Udemy: San Francisco-based Udemy, which offers online courses for professional skills in technology and business, went public Oct. 29. It started the day selling shares at $29 apiece, but closed the day at $27.50 per share, still valuing the company at around $3.8 billion. After an initial surge in stock prices in November, shares were trending downward and valued at about $17.50 in mid-December.
Anthology and Blackboard: Boca Raton, Florida-based Anthology and Reston, Virginia-based Blackboard announced in September their plans to merge in an effort to “create the most comprehensive and modern edtech ecosystem at a global scale for education.” In other words, they were to become an edtech software behemoth for higher education. By October, the merger was official.
BYJU’S: India-based BYJU’S had a busy year, acquiring Singapore-based Great Learning for $600 million, then Redwood City, California-based Epic for $500 million and finally India-based Aakash Educational Services for around $1 billion, tech marketplace G2 outlined in its recent report on the edtech boom.

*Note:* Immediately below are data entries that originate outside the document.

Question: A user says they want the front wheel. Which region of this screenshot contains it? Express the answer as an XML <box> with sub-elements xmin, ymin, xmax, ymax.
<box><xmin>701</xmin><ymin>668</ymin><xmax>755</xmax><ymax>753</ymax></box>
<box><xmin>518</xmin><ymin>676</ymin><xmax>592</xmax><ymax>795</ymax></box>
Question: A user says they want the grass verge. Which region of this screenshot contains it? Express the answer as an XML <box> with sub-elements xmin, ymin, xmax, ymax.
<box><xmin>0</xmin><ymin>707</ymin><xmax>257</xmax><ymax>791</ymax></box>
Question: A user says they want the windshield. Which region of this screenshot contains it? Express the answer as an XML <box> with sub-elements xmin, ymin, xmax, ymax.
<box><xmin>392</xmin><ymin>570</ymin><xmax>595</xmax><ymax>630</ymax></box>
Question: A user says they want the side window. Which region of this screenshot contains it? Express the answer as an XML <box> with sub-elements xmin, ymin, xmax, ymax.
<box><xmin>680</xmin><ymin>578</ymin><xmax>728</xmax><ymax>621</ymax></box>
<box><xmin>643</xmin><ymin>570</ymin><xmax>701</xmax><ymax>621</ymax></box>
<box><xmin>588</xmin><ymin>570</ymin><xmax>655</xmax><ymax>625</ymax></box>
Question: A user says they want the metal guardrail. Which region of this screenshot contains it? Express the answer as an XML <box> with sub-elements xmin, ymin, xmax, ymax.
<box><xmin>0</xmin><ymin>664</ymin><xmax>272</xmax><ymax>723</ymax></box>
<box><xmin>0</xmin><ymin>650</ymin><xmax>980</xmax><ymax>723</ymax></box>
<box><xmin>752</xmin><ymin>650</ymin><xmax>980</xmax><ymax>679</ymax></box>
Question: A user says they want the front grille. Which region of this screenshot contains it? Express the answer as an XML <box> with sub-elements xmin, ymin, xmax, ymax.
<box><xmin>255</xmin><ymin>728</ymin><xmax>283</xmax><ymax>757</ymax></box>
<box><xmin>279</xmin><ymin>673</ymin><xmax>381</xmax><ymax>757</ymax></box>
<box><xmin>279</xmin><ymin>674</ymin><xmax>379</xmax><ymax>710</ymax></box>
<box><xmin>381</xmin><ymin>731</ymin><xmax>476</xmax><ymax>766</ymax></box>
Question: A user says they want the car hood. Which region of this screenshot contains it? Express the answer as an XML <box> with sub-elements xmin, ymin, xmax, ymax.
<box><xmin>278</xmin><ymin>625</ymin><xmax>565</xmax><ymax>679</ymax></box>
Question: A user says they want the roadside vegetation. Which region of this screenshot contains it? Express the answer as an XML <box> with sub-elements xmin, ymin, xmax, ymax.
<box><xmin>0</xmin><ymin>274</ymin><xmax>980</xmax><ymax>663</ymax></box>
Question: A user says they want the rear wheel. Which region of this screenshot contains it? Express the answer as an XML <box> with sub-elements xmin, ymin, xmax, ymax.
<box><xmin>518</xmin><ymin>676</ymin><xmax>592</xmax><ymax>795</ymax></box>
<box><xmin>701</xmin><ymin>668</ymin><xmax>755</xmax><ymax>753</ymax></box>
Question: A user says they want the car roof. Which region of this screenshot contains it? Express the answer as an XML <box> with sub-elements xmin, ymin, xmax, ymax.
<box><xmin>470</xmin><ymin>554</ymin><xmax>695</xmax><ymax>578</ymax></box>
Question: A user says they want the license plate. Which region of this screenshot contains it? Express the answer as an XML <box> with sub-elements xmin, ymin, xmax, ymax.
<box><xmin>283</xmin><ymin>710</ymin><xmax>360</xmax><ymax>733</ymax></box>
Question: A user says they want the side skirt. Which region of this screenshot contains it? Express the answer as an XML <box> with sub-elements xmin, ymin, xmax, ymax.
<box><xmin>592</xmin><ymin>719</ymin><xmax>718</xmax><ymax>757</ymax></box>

Now, BYJU’S is rumored to be considering going public in the United States through a SPAC, according to the Economic Times.
Despite the dips in stock prices of many companies that did IPOs this year, investor interest in the industry seems to be as bullish as it was when the year started—if not even greater, Eurie Kim, a partner at Forerunner Ventures told Crunchbase news.
The infrastructure progress for digital learning also excites Kim as much as it does Chiu at Owl Ventures. With that in place, Kim said she sees a future where edtech is a centerpiece for education.
“The biggest shift is that before COVID, it was all supplemental, nice-to-have education that was digital,” she said. “Now, I think we’re really going to start to see real core education move forward on the digital track and ask ‘How do you supplement schools that don’t have resources for some of these classes?’ Can some of these platforms like Juni, Coursera or some of the other bigger platforms start to enable more access to quality education?”
Perhaps the answer to that question will become more clear in 2022.